Saturday’s storm cleaned the air of constant haze and smoke, but when the dogs began to bark and the roosters crow, the first movement in homes is to light a fire, and the smokey smell returns. After a pancake breakfast sitting on a balcony sending blogs and emails and watching the sun rise over the Annapurna Range, one mountain at a time turning pink on its peak, we set off about 7:30 for a far away destination, Landruk. First we had to make up for what we didn’t finish yesterday because of the rain. I’m piled in layers of shirts, jackets and scarves looking like a mountain myself. It’s cold at this hour. By afternoon I’ll be down to a t-shirt.
The path was fairly reasonable in the beginning as we passed through a couple of hamlets or pueblos composed of about four to five structures, usually claiming to be restaurants and six room lodges with names like Heavenly Hotel and then crude brick homes of the locals. In most cases there is no electricity nor running water except from a barrel of caught rain water with a small tube for the water to run out so you can wash your hands, or as one of our porters did, wash his whole body with clothes on. There are no gas stations (no vehicles), no fast food places, no supermarkets, no furniture stores, no entertainment centers, just simple farmers providing a night’s stay to trekkers while others go about the harvesting of wheat, the herding of a handful of water buffalo, and loading products from one spot to another. Every load is transported by a porter using a strap around his head to tote the item, be it a table, a basket of chairs, or produce. Women, in their lively colored wraps and skirts, will use their silk scarf maybe to wrap a sleeping child to their backs, or to carry produce home from the tiny food house which doubles as a kitchen to feed the trekkers.

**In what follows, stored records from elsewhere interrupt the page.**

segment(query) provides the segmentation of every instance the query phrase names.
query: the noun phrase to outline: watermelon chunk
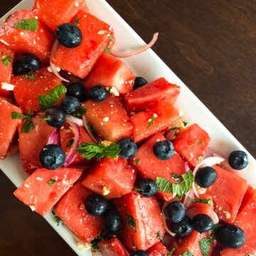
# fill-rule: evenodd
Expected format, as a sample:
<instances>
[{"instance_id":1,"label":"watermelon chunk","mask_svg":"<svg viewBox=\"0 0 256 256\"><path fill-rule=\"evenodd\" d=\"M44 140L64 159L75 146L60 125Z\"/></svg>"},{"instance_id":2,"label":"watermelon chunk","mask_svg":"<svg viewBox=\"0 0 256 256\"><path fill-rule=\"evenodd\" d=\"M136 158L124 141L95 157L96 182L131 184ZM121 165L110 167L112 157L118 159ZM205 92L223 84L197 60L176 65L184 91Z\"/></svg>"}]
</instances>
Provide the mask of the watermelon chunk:
<instances>
[{"instance_id":1,"label":"watermelon chunk","mask_svg":"<svg viewBox=\"0 0 256 256\"><path fill-rule=\"evenodd\" d=\"M0 29L0 40L17 53L31 53L40 60L47 63L53 43L53 35L37 20L38 26L36 31L14 28L14 25L23 19L36 18L30 10L21 10L12 14Z\"/></svg>"},{"instance_id":2,"label":"watermelon chunk","mask_svg":"<svg viewBox=\"0 0 256 256\"><path fill-rule=\"evenodd\" d=\"M149 256L166 256L169 251L161 242L159 242L153 245L147 252Z\"/></svg>"},{"instance_id":3,"label":"watermelon chunk","mask_svg":"<svg viewBox=\"0 0 256 256\"><path fill-rule=\"evenodd\" d=\"M180 90L179 86L169 83L165 78L158 78L125 95L124 106L129 113L137 113L153 107L156 102L174 102Z\"/></svg>"},{"instance_id":4,"label":"watermelon chunk","mask_svg":"<svg viewBox=\"0 0 256 256\"><path fill-rule=\"evenodd\" d=\"M237 216L248 183L220 166L213 168L217 172L217 180L206 193L213 197L214 209L220 220L232 223Z\"/></svg>"},{"instance_id":5,"label":"watermelon chunk","mask_svg":"<svg viewBox=\"0 0 256 256\"><path fill-rule=\"evenodd\" d=\"M82 33L82 41L75 48L60 46L52 61L58 67L85 78L110 42L113 31L110 26L97 17L80 11L74 18L79 19L78 26Z\"/></svg>"},{"instance_id":6,"label":"watermelon chunk","mask_svg":"<svg viewBox=\"0 0 256 256\"><path fill-rule=\"evenodd\" d=\"M30 110L34 112L40 110L38 96L48 94L55 87L59 85L61 81L49 72L47 68L31 73L34 79L28 79L23 75L14 78L14 97L18 105L26 112Z\"/></svg>"},{"instance_id":7,"label":"watermelon chunk","mask_svg":"<svg viewBox=\"0 0 256 256\"><path fill-rule=\"evenodd\" d=\"M102 217L93 217L85 208L92 193L78 181L58 203L55 213L83 242L90 242L102 228Z\"/></svg>"},{"instance_id":8,"label":"watermelon chunk","mask_svg":"<svg viewBox=\"0 0 256 256\"><path fill-rule=\"evenodd\" d=\"M177 154L166 161L159 159L153 152L153 146L156 142L165 140L165 137L160 133L154 135L144 143L138 149L132 163L138 170L138 174L142 178L151 178L156 181L156 177L162 177L172 183L177 183L172 174L179 176L185 173L183 161ZM172 193L158 192L158 196L166 201L173 198Z\"/></svg>"},{"instance_id":9,"label":"watermelon chunk","mask_svg":"<svg viewBox=\"0 0 256 256\"><path fill-rule=\"evenodd\" d=\"M79 144L85 142L94 142L91 137L88 134L83 127L79 127L80 132L80 140ZM65 155L67 156L68 153L70 149L70 146L68 145L71 139L74 139L74 133L70 129L70 124L65 123L63 127L60 129L60 145L62 149L64 150ZM72 141L71 141L72 142ZM71 164L73 166L79 166L84 165L91 162L91 161L85 159L80 154L76 153L76 156Z\"/></svg>"},{"instance_id":10,"label":"watermelon chunk","mask_svg":"<svg viewBox=\"0 0 256 256\"><path fill-rule=\"evenodd\" d=\"M28 174L42 168L39 161L40 151L48 143L51 134L55 131L55 128L48 125L46 122L40 122L42 119L36 116L32 118L35 128L29 132L21 132L25 120L18 126L18 149L23 169Z\"/></svg>"},{"instance_id":11,"label":"watermelon chunk","mask_svg":"<svg viewBox=\"0 0 256 256\"><path fill-rule=\"evenodd\" d=\"M14 52L0 42L0 97L11 97L11 90L7 90L11 83Z\"/></svg>"},{"instance_id":12,"label":"watermelon chunk","mask_svg":"<svg viewBox=\"0 0 256 256\"><path fill-rule=\"evenodd\" d=\"M132 90L134 79L135 75L127 64L111 54L104 53L87 78L85 86L87 90L99 85L114 87L125 95Z\"/></svg>"},{"instance_id":13,"label":"watermelon chunk","mask_svg":"<svg viewBox=\"0 0 256 256\"><path fill-rule=\"evenodd\" d=\"M103 159L86 173L82 184L110 199L130 193L135 178L135 171L126 159Z\"/></svg>"},{"instance_id":14,"label":"watermelon chunk","mask_svg":"<svg viewBox=\"0 0 256 256\"><path fill-rule=\"evenodd\" d=\"M20 122L11 119L13 111L22 113L20 108L0 97L0 159L6 158Z\"/></svg>"},{"instance_id":15,"label":"watermelon chunk","mask_svg":"<svg viewBox=\"0 0 256 256\"><path fill-rule=\"evenodd\" d=\"M171 127L180 119L178 110L168 102L158 102L153 109L131 117L135 142L141 142L156 132Z\"/></svg>"},{"instance_id":16,"label":"watermelon chunk","mask_svg":"<svg viewBox=\"0 0 256 256\"><path fill-rule=\"evenodd\" d=\"M132 136L130 118L121 97L109 95L101 102L88 100L83 106L87 110L85 117L101 139L116 142Z\"/></svg>"},{"instance_id":17,"label":"watermelon chunk","mask_svg":"<svg viewBox=\"0 0 256 256\"><path fill-rule=\"evenodd\" d=\"M53 171L38 169L14 194L32 210L43 216L73 186L82 171L78 168L59 168Z\"/></svg>"},{"instance_id":18,"label":"watermelon chunk","mask_svg":"<svg viewBox=\"0 0 256 256\"><path fill-rule=\"evenodd\" d=\"M85 0L36 0L35 14L55 31L58 26L70 22L79 11L89 11Z\"/></svg>"},{"instance_id":19,"label":"watermelon chunk","mask_svg":"<svg viewBox=\"0 0 256 256\"><path fill-rule=\"evenodd\" d=\"M196 166L203 160L210 140L208 134L194 124L183 129L174 139L174 144L175 150Z\"/></svg>"},{"instance_id":20,"label":"watermelon chunk","mask_svg":"<svg viewBox=\"0 0 256 256\"><path fill-rule=\"evenodd\" d=\"M143 197L132 191L114 200L123 229L121 240L129 249L148 250L159 242L165 230L159 206L154 197Z\"/></svg>"},{"instance_id":21,"label":"watermelon chunk","mask_svg":"<svg viewBox=\"0 0 256 256\"><path fill-rule=\"evenodd\" d=\"M100 241L98 246L103 256L129 256L129 253L117 238Z\"/></svg>"}]
</instances>

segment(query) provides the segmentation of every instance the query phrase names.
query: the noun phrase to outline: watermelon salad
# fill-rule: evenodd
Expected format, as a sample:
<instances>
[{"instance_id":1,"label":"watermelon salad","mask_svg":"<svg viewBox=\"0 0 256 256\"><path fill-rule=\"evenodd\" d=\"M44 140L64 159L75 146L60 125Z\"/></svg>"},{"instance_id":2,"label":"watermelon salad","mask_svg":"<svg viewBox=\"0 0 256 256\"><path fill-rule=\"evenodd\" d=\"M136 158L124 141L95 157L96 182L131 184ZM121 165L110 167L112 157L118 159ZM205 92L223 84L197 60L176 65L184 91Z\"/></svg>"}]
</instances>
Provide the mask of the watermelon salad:
<instances>
[{"instance_id":1,"label":"watermelon salad","mask_svg":"<svg viewBox=\"0 0 256 256\"><path fill-rule=\"evenodd\" d=\"M137 77L84 0L36 0L0 28L0 157L18 145L14 196L105 256L256 255L256 189L242 151L210 154L181 87ZM146 79L145 79L146 78ZM11 170L10 170L11 171Z\"/></svg>"}]
</instances>

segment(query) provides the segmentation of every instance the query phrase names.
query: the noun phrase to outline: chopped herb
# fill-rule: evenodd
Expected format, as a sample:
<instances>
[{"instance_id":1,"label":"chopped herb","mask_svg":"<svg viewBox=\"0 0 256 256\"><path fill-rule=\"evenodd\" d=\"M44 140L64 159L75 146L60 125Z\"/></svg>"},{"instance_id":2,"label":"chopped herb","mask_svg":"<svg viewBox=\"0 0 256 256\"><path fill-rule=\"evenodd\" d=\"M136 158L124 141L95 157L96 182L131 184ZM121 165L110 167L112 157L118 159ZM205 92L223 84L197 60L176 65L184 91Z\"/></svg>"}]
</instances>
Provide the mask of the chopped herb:
<instances>
[{"instance_id":1,"label":"chopped herb","mask_svg":"<svg viewBox=\"0 0 256 256\"><path fill-rule=\"evenodd\" d=\"M117 144L111 143L110 145L105 146L102 142L100 142L98 144L83 143L77 148L77 151L87 159L91 159L93 157L100 159L103 157L116 158L120 149Z\"/></svg>"},{"instance_id":2,"label":"chopped herb","mask_svg":"<svg viewBox=\"0 0 256 256\"><path fill-rule=\"evenodd\" d=\"M148 128L149 128L151 126L153 125L153 124L154 122L154 119L155 119L155 117L153 115L152 117L150 119L150 122L149 123Z\"/></svg>"},{"instance_id":3,"label":"chopped herb","mask_svg":"<svg viewBox=\"0 0 256 256\"><path fill-rule=\"evenodd\" d=\"M71 139L68 141L68 142L67 143L66 147L70 147L73 145L73 144L74 143L74 139Z\"/></svg>"},{"instance_id":4,"label":"chopped herb","mask_svg":"<svg viewBox=\"0 0 256 256\"><path fill-rule=\"evenodd\" d=\"M188 193L192 188L194 177L192 171L189 171L182 175L183 181L178 184L168 181L164 178L156 177L156 186L159 191L166 193L176 193L180 198Z\"/></svg>"},{"instance_id":5,"label":"chopped herb","mask_svg":"<svg viewBox=\"0 0 256 256\"><path fill-rule=\"evenodd\" d=\"M134 218L130 215L127 214L126 217L126 223L134 230L136 231L136 221Z\"/></svg>"},{"instance_id":6,"label":"chopped herb","mask_svg":"<svg viewBox=\"0 0 256 256\"><path fill-rule=\"evenodd\" d=\"M59 85L53 88L48 94L40 95L38 97L39 107L42 112L45 112L47 109L52 107L60 99L60 97L67 92L67 88Z\"/></svg>"},{"instance_id":7,"label":"chopped herb","mask_svg":"<svg viewBox=\"0 0 256 256\"><path fill-rule=\"evenodd\" d=\"M12 58L9 55L4 53L3 52L1 53L1 55L2 56L2 58L1 59L1 62L4 64L4 65L5 67L8 67L9 65L10 65L13 60Z\"/></svg>"},{"instance_id":8,"label":"chopped herb","mask_svg":"<svg viewBox=\"0 0 256 256\"><path fill-rule=\"evenodd\" d=\"M198 199L198 200L193 200L193 203L208 203L210 206L213 206L213 201L211 199Z\"/></svg>"},{"instance_id":9,"label":"chopped herb","mask_svg":"<svg viewBox=\"0 0 256 256\"><path fill-rule=\"evenodd\" d=\"M164 238L160 235L160 231L159 231L156 234L156 238L159 240L162 240Z\"/></svg>"},{"instance_id":10,"label":"chopped herb","mask_svg":"<svg viewBox=\"0 0 256 256\"><path fill-rule=\"evenodd\" d=\"M24 74L23 78L30 79L30 80L34 80L36 78L36 75L34 74Z\"/></svg>"},{"instance_id":11,"label":"chopped herb","mask_svg":"<svg viewBox=\"0 0 256 256\"><path fill-rule=\"evenodd\" d=\"M21 21L16 22L13 28L20 30L26 30L28 31L36 32L38 28L38 21L36 18L24 18Z\"/></svg>"},{"instance_id":12,"label":"chopped herb","mask_svg":"<svg viewBox=\"0 0 256 256\"><path fill-rule=\"evenodd\" d=\"M199 241L200 249L203 256L208 256L213 238L203 238Z\"/></svg>"},{"instance_id":13,"label":"chopped herb","mask_svg":"<svg viewBox=\"0 0 256 256\"><path fill-rule=\"evenodd\" d=\"M53 179L53 178L51 178L48 182L48 183L50 186L53 186L55 183L56 182L56 180Z\"/></svg>"}]
</instances>

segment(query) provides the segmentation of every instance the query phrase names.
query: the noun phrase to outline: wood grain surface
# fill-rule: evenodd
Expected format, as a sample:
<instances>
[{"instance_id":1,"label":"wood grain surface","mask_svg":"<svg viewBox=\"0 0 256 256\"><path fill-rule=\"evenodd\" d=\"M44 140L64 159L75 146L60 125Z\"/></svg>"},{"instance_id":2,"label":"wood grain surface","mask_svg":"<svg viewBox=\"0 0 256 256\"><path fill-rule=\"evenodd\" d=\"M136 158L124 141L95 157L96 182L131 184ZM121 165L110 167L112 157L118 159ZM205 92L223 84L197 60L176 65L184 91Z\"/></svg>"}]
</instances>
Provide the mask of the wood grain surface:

Children abound playing with whatever they find in the outdoors. Chickens range where humans are and share the picnic table benches with you. It’s amazing how people can still survive in far away locations hanging of off the forested skirts of giant mountains and deep valleys whose beauty has yet to be tarnished by modern methods of industry cityhood. And they laugh and dance and sing. They are happy. Their desires are family based. In each hamlet there is usually a small table offering Snickers bars, Cadbury chocolate, Potato Chips, banana gum, and a bag of cut up dried fruits or nuts. Mind you there are only two or three of each one. Children hang around these tables, picking up a candy or touching a gum, hoping to become the owner of one. A plastic bucket filled with water half way is filled with bottles of coke, sprite and Himalayan beer. These are quick sales to trekkers always needing energy and to sit in the shade a while.

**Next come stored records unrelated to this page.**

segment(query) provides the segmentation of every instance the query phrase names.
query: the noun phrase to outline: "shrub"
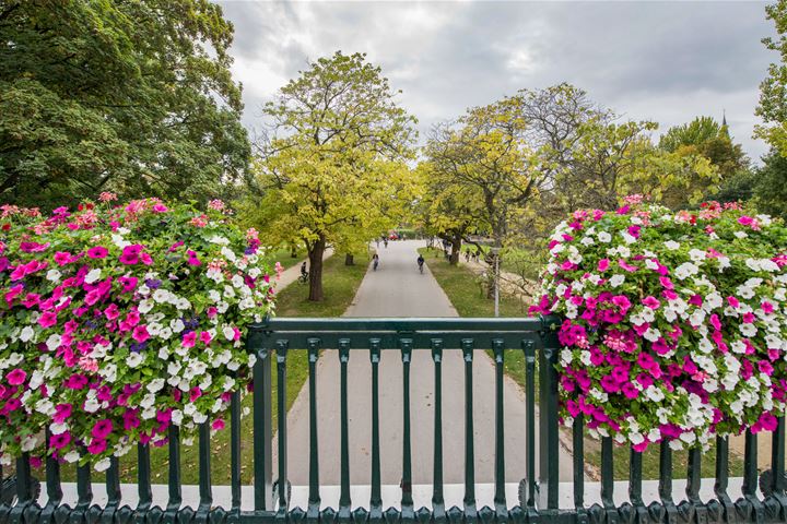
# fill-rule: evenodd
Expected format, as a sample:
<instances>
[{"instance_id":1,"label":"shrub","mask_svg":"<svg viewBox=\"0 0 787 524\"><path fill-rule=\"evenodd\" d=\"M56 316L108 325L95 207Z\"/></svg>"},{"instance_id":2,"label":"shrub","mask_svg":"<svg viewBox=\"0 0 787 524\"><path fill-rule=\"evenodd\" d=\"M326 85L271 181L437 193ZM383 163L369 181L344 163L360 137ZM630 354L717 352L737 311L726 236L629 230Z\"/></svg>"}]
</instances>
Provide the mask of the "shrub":
<instances>
[{"instance_id":1,"label":"shrub","mask_svg":"<svg viewBox=\"0 0 787 524\"><path fill-rule=\"evenodd\" d=\"M645 450L771 430L787 389L787 229L736 204L678 212L627 199L579 211L550 243L564 421Z\"/></svg>"},{"instance_id":2,"label":"shrub","mask_svg":"<svg viewBox=\"0 0 787 524\"><path fill-rule=\"evenodd\" d=\"M224 422L272 309L256 231L156 199L0 210L0 460L92 463ZM51 433L45 442L44 430ZM47 446L48 445L48 446Z\"/></svg>"}]
</instances>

For four and a half hours with only two stops for a Sprite or cup of tea, we covered every kind of up and down but the road, if you could call it that, was only one for feet, the inevitable stones over which we tread. Must be the world of Tolkeino and Hobbits. Today we met with the down steps. For all we came up yesterday, we went down today, and add to that more ups and more downs, but somehow I was more comfortable because it wasn’t so violent as the first day’s continual climb. When we stop for lunch, it takes a while. Jeta arranges with the family to prepare our meal, whatever we want. The father goes into the garden to pick fresh vegies, including cauliflower, finger sized carrots and assorted greens. Everything is finely chopped on the kitchen table. Jeta makes the dough for “momo” or pockstickers and fills them with fresh vegies for me; Jim usually has Dahl Bak, the Nepali hamburger, I guess.
After lunch we began a severe trek down rock stairs, hundreds of stairs that seemed endless but took us through forests of orchids, moss and rhododendron trees not yet in bloom. Far away in the valley, our clear day was to be usurped again by a rain storm. We walked quickly, climbing up and down the steps, crossing two wobbly suspension bridges (talk about hard to get your balance) that got us across a river, and passing many trekkers and many hamlets busy harvesting crops. At one home, two women with long bamboo sticks were beating barley and wheat trying to get their work done before a storm arrived.
We were dashing through trying to get to Landruk before the torrents of rain would fall. Jim asked if I needed a rest, I said No, let’s get to Landruk. And so we pushed on as quickly and safely as our legs would carry us. There was a nice relatively flat area through the farming tiers but when Landruk was in sight, the rains fell, not only the rain but hail. Jim and I jumped into a storage shelter – normally for animals and crops about the size of a bus stop. We pulled our rain gear from the backpack (you always carry rain gear), and waited out the worst part of the rain before we got back on the path, rushing on the stone pathways to our destination. It rained and rained but we found a two story lodge which was quickly filling up and after some negotiation, done by Jeta, I got the room with a toilet attached.
All I could do was fall in bed exhausted, wet and cold. I snuggled under a sleeping bag and a heavy blanket and was thankful my body hadn’t let me down. We had trekked a total of eight hours. Night came darkly and I joined the buzzing group for a quick meal in the dining room, where other trekkers and their guides planned the next days excursions. Jeta prepared my meal, so I ate and ran, so to speak, then lay in bed to tired to write but listened to the villagers dancing and singing out the night, thinking how lucky are these Nepali countryfolk.